Escuché cómo la estructura metálica contra la que estaba apoyada comenzaba a crujir.

—¡Ramón, tenemos que salir! —gritó Rafael desde tierra.

—¡Hay una bebé!

Nadie volvió a decirme que saliera.

La perra mordió la manta y tiró en dirección contraria. Ese movimiento dejó visible la cinta que bloqueaba el portabebés.

Con una herramienta de emergencia logré liberarla.

Tiré del asa.

No se movió.

El portabebés estaba parcialmente lleno de agua y pesaba mucho más de lo esperado.

Volví a intentarlo.

Esta vez subió unos centímetros.

La niña tenía la cabeza inclinada hacia un lado.

Los ojos cerrados.

No la vi moverse.

La perra metió el hocico bajo la manta y la apartó de su cara.

Ahí la vi completa por primera vez.

Era muy pequeña.

No tendría ni un año.

—¡Mateo!

Él avanzó sujeto a su propia cuerda.

El portabebés chocó contra el marco de la ventana. El ángulo no permitía sacarlo.

Entonces la perra se colocó junto a mi brazo y agarró una correa suelta con los dientes.

Tiró.

Yo levanté el asa.

Entre los dos conseguimos girarlo.

Mateo lo recibió contra su pecho.

—¡Ya la tengo!

En tierra comenzaron a tirar de su cuerda.

Solo entonces la perra permitió que yo pasara un brazo por debajo de su cuerpo.

Salimos juntos.

Detrás de nosotros, la camioneta giró.

La ventana por la que acabábamos de entrar quedó casi completamente bajo el agua.

Cuando llegamos a la parte firme, Mateo colocó el portabebés en el suelo.

Saqué a la niña.

Respiraba de manera irregular, apenas perceptible.

Habíamos recibido capacitación básica para emergencias y comenzamos las maniobras de auxilio mientras llegaba el personal especializado.

La perra cayó junto a mis rodillas.

Estaba agotada.

Aun así, mantuvo el hocico a pocos centímetros de uno de los calcetines rosas de la bebé.

Después de varios momentos que parecieron eternos, la niña tosió.

Fue un sonido débil.

La perra levantó inmediatamente la cabeza.

La niña tosió otra vez.

Nunca olvidaré aquello.

Yo todavía no sabía cómo se llamaba la bebé.

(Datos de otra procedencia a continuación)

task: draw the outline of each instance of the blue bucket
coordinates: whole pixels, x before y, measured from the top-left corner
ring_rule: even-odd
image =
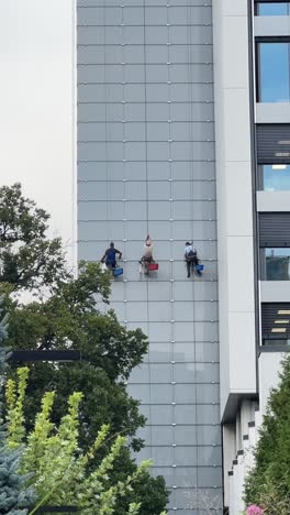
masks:
[[[123,269],[114,269],[113,270],[113,276],[116,277],[118,275],[122,275],[123,274]]]
[[[196,270],[197,270],[198,272],[201,272],[203,269],[204,269],[203,265],[196,265]]]

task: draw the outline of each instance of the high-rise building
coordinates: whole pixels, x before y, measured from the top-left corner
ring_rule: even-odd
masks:
[[[78,0],[79,258],[123,252],[111,306],[149,338],[129,384],[137,459],[170,515],[243,509],[243,453],[290,341],[289,6]],[[188,278],[192,240],[204,271]]]
[[[221,419],[231,515],[244,507],[249,440],[289,348],[289,8],[213,2]]]

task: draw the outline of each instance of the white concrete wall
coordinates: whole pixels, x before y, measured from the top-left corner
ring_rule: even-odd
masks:
[[[0,185],[52,215],[75,261],[75,1],[0,2]]]
[[[231,394],[253,393],[254,251],[247,3],[214,0],[221,415]]]

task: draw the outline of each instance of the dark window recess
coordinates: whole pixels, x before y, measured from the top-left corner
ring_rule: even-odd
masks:
[[[290,246],[290,212],[260,212],[259,246]]]
[[[283,17],[290,13],[290,2],[275,0],[255,0],[255,14],[257,17]]]
[[[261,304],[261,337],[264,344],[288,344],[290,339],[290,303]],[[287,341],[285,341],[287,340]]]
[[[258,164],[290,163],[290,124],[258,124],[257,158]]]

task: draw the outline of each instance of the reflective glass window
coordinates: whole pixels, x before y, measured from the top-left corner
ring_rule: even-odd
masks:
[[[260,176],[261,189],[265,191],[290,190],[290,165],[263,165]]]
[[[281,338],[281,340],[275,339],[275,340],[263,340],[263,344],[266,347],[290,347],[290,340],[285,340]]]
[[[264,264],[267,281],[290,280],[290,249],[265,249]]]
[[[258,2],[257,3],[257,15],[258,17],[283,17],[290,13],[289,2]]]
[[[288,42],[258,43],[258,101],[290,100]]]

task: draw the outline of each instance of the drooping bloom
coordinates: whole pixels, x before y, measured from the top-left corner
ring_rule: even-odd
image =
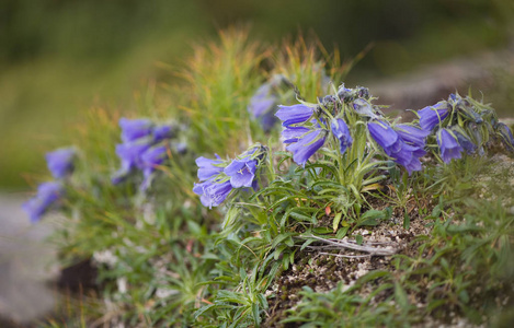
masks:
[[[256,160],[233,160],[225,167],[224,173],[230,177],[230,184],[233,188],[249,188],[255,178],[256,164]]]
[[[75,150],[58,149],[46,154],[46,164],[56,179],[65,178],[73,171]]]
[[[423,149],[426,143],[426,137],[430,134],[421,128],[410,125],[397,125],[395,131],[403,142]]]
[[[122,128],[123,142],[132,142],[136,139],[150,136],[152,133],[153,124],[149,119],[128,119],[122,117],[119,127]]]
[[[331,121],[332,133],[338,138],[340,142],[340,151],[342,154],[346,151],[346,148],[352,145],[353,139],[350,134],[350,129],[346,122],[341,118],[334,118]]]
[[[23,203],[22,209],[28,214],[31,223],[41,220],[48,209],[62,196],[62,185],[57,181],[43,183],[37,187],[37,195]]]
[[[156,169],[156,166],[161,165],[168,157],[167,151],[168,149],[164,145],[160,145],[152,147],[141,154],[140,166],[144,176],[144,180],[140,186],[141,190],[146,190],[150,186],[150,176]]]
[[[304,134],[310,131],[309,128],[305,127],[289,127],[282,131],[282,138],[284,143],[297,142]]]
[[[162,126],[155,127],[152,129],[152,134],[153,134],[153,142],[157,143],[164,139],[173,138],[175,134],[175,131],[172,126],[162,125]]]
[[[212,209],[225,201],[230,191],[232,191],[232,185],[230,180],[222,181],[220,178],[212,178],[201,184],[195,184],[193,191],[201,196],[199,200],[204,207]]]
[[[206,159],[204,156],[201,156],[196,159],[196,165],[198,166],[198,179],[201,181],[205,181],[210,179],[213,176],[218,175],[224,171],[222,167],[217,166],[218,164],[221,164],[222,161],[219,157],[218,154],[215,154],[217,160],[210,160]]]
[[[278,106],[275,116],[282,120],[282,126],[289,127],[290,125],[306,122],[313,113],[309,106],[297,104],[293,106]]]
[[[437,132],[437,144],[441,149],[441,157],[446,164],[453,159],[460,159],[462,156],[462,147],[447,129],[441,129]]]
[[[510,150],[514,151],[514,138],[512,137],[511,129],[503,122],[498,122],[494,130],[502,138],[503,144]]]
[[[420,116],[420,126],[423,130],[432,132],[434,127],[442,122],[449,114],[448,104],[441,102],[434,106],[426,106],[423,109],[418,110]]]
[[[401,140],[398,133],[389,126],[389,124],[378,120],[368,122],[367,128],[373,139],[384,149],[386,154],[391,155],[400,151]]]
[[[426,153],[422,148],[406,143],[397,131],[385,121],[378,120],[369,122],[367,126],[369,134],[386,154],[406,167],[409,174],[421,169],[420,157]]]
[[[293,161],[296,164],[305,166],[307,160],[310,159],[323,144],[327,138],[327,130],[312,130],[298,141],[286,147],[293,153]]]

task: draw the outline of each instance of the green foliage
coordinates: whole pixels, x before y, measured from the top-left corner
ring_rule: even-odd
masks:
[[[150,85],[137,96],[138,116],[173,118],[187,127],[176,137],[187,142],[187,153],[169,150],[167,161],[153,167],[148,190],[137,188],[141,175],[135,172],[121,185],[111,183],[119,166],[114,152],[119,143],[118,114],[94,109],[77,128],[73,141],[80,152],[76,171],[66,180],[68,220],[56,241],[61,243],[62,263],[94,260],[100,297],[108,304],[105,308],[96,304],[95,309],[111,324],[265,325],[277,278],[290,272],[306,254],[316,256],[307,250],[316,251],[320,241],[334,237],[364,246],[358,231],[398,224],[393,215],[403,219],[406,230],[411,215],[424,220],[432,235],[415,236],[415,251],[395,255],[385,269],[369,272],[350,288],[340,282],[320,293],[306,284],[296,311],[289,311],[283,324],[415,325],[425,317],[444,320],[448,313],[443,304],[479,323],[475,313],[490,311],[489,303],[479,306],[477,301],[489,302],[513,274],[512,196],[480,181],[484,174],[494,176],[486,171],[493,163],[465,155],[443,165],[427,155],[425,168],[409,175],[370,137],[369,121],[376,117],[389,121],[372,107],[373,98],[366,97],[372,112],[365,115],[338,94],[340,101],[318,98],[335,90],[327,78],[339,84],[349,69],[336,56],[319,54],[318,47],[304,42],[264,47],[236,30],[197,46],[185,67],[174,71],[180,81],[168,85],[168,93],[155,94]],[[259,85],[276,75],[287,81],[276,89],[284,105],[301,102],[324,113],[327,120],[336,117],[349,124],[353,143],[345,152],[318,114],[313,117],[331,137],[305,166],[283,151],[278,128],[261,129],[247,107]],[[475,107],[484,110],[484,118],[495,119],[488,106]],[[470,119],[461,117],[467,114],[459,112],[448,121],[460,125]],[[489,142],[482,138],[480,145],[498,141],[492,125],[482,132],[491,138]],[[233,159],[250,144],[265,141],[259,154],[249,156],[259,160],[258,189],[231,192],[214,210],[201,207],[192,191],[197,180],[195,159],[215,152]],[[214,167],[222,171],[228,161],[219,162]],[[226,173],[216,174],[229,179]],[[502,174],[507,175],[498,173]],[[482,187],[493,201],[477,197]],[[476,292],[483,281],[487,286]],[[418,301],[425,306],[419,307]],[[81,320],[87,326],[93,319]]]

Tampoco sabía que la perra se llamaba Canela.

Mucho menos sabía que, en algún lugar corriente abajo, dos padres creían haber perdido a las dos.

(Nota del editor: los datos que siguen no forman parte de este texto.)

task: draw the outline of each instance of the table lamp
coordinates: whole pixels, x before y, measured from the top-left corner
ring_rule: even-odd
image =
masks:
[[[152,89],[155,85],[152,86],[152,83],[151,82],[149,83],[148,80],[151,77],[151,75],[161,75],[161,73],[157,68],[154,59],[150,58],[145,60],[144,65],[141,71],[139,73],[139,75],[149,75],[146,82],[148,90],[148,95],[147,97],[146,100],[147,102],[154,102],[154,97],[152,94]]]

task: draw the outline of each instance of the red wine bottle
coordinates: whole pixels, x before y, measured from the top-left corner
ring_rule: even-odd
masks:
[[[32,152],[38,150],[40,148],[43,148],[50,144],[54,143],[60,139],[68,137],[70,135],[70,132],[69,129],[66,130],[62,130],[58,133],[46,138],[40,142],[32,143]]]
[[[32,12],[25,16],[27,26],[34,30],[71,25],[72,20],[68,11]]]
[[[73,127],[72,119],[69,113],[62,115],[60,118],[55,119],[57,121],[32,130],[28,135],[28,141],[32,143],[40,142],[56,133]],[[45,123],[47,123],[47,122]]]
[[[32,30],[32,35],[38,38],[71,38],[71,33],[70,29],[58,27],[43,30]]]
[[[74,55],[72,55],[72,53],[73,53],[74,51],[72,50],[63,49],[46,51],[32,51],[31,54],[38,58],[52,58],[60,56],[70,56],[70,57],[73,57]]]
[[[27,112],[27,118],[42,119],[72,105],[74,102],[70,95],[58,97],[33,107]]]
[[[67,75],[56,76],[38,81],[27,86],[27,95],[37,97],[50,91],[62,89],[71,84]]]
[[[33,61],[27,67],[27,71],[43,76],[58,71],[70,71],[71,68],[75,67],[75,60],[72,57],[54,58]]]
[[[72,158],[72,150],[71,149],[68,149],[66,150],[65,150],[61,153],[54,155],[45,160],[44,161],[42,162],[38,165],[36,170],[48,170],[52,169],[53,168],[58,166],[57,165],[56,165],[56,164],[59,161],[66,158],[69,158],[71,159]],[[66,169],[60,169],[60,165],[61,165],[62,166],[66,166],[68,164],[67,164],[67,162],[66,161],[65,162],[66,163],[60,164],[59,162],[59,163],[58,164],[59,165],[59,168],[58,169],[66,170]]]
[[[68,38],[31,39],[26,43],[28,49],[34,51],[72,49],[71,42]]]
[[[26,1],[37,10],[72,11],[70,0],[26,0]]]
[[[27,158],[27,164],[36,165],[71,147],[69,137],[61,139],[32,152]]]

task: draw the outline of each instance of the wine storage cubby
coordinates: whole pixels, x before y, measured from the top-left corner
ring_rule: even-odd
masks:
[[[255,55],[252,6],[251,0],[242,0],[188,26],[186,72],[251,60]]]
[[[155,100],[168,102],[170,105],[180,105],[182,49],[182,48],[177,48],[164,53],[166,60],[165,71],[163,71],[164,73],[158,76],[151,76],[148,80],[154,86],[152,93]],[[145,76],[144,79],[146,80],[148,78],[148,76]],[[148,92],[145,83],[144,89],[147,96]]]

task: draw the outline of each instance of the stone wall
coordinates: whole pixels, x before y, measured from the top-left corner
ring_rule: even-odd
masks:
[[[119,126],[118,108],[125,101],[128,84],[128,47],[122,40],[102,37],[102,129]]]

La niña se llamaba Lucía Herrera.

Tenía ocho meses.

Sus padres, Carlos y Elena, vivían en una colonia cercana con ella y Canela, una Golden Retriever de seis años que Elena había adoptado antes de conocer a Carlos.

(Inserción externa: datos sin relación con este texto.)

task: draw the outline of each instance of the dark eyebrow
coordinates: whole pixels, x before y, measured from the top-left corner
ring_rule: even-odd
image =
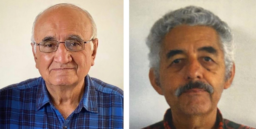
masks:
[[[54,39],[54,38],[52,36],[46,36],[42,40],[42,42],[45,42]]]
[[[73,39],[78,40],[83,40],[79,36],[71,34],[68,36],[68,39]]]
[[[211,46],[205,46],[199,48],[197,49],[198,51],[206,51],[210,53],[216,54],[217,54],[217,50]]]
[[[180,50],[171,50],[166,54],[167,58],[169,58],[171,57],[179,54],[184,53],[184,51]]]

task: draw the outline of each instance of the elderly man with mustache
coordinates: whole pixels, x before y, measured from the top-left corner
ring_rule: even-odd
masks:
[[[223,119],[217,104],[234,78],[232,36],[210,11],[187,7],[152,27],[146,43],[150,79],[170,107],[145,128],[252,128]]]

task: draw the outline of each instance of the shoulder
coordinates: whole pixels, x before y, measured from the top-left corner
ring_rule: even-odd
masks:
[[[144,127],[142,129],[153,129],[164,128],[164,122],[162,121],[149,126]]]
[[[239,129],[255,129],[255,128],[250,127],[235,123],[228,120],[223,119],[223,126],[224,128],[238,128]]]
[[[91,78],[96,91],[103,93],[114,95],[123,98],[123,91],[120,88],[97,78],[91,77]]]
[[[4,87],[0,89],[0,95],[6,93],[9,95],[10,94],[15,94],[13,92],[15,91],[30,90],[34,87],[36,88],[39,84],[39,80],[41,79],[41,77],[29,79]]]

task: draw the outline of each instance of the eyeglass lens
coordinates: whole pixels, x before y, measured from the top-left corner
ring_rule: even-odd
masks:
[[[57,41],[48,41],[39,43],[39,49],[42,52],[49,52],[57,50],[58,42]],[[84,43],[82,40],[68,40],[65,41],[67,49],[72,51],[83,50],[84,48]]]

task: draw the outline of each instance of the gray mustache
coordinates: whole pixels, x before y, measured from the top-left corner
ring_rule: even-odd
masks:
[[[202,89],[212,94],[213,93],[214,89],[212,86],[210,85],[200,81],[192,82],[191,81],[184,85],[179,87],[175,91],[175,95],[178,97],[187,90],[194,88]]]

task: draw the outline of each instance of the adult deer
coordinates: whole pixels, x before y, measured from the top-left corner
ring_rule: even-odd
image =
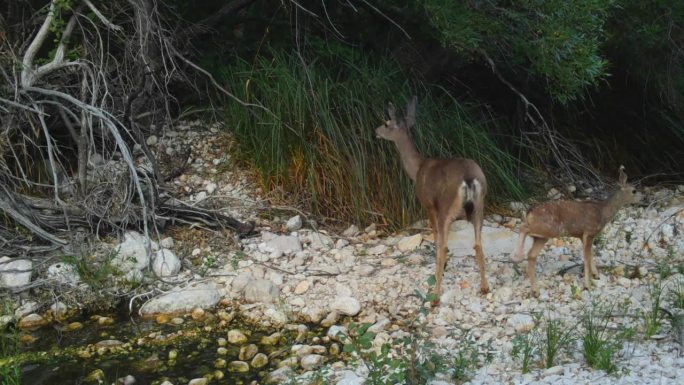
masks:
[[[592,258],[591,246],[594,238],[613,219],[621,207],[641,199],[634,186],[627,183],[624,167],[619,170],[620,188],[608,199],[600,202],[553,201],[533,207],[520,225],[520,239],[516,252],[511,256],[514,262],[523,260],[525,237],[534,240],[527,254],[527,277],[530,279],[532,295],[539,296],[535,266],[537,256],[549,238],[575,237],[584,246],[584,287],[591,288],[591,275],[598,276],[596,263]]]
[[[482,219],[487,179],[472,159],[424,158],[416,149],[409,129],[416,120],[416,97],[408,104],[406,116],[397,119],[394,106],[387,108],[389,120],[375,130],[379,138],[396,144],[406,173],[416,183],[418,200],[428,212],[430,227],[435,234],[436,272],[435,294],[439,303],[442,275],[447,260],[447,234],[456,219],[467,218],[475,229],[475,256],[480,268],[480,291],[489,292],[482,252]]]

Aquella mañana, el agua comenzó a entrar al estacionamiento de su edificio.

Carlos decidió llevar a la familia a casa de un familiar que vivía en una zona más elevada.

Era un trayecto corto.

No llegaron.

En una avenida parcialmente inundada, Carlos vio vehículos avanzando lentamente y creyó que todavía podían pasar.

La profundidad cambió de repente.

La camioneta perdió contacto con el pavimento.

La parte trasera comenzó a flotar.

Luego una corriente lateral la hizo girar hasta golpear una barrera.

El impacto dañó el sistema que sujetaba el portabebés.

El agua empezó a entrar por las puertas.

Carlos trató de abrir la puerta trasera para sacar a Lucía, pero la presión exterior se lo impidió.

Elena se desabrochó para llegar desde el otro lado.

Otro golpe rompió parte del cristal delantero y el interior comenzó a llenarse con más rapidez.

Carlos consiguió abrir una salida.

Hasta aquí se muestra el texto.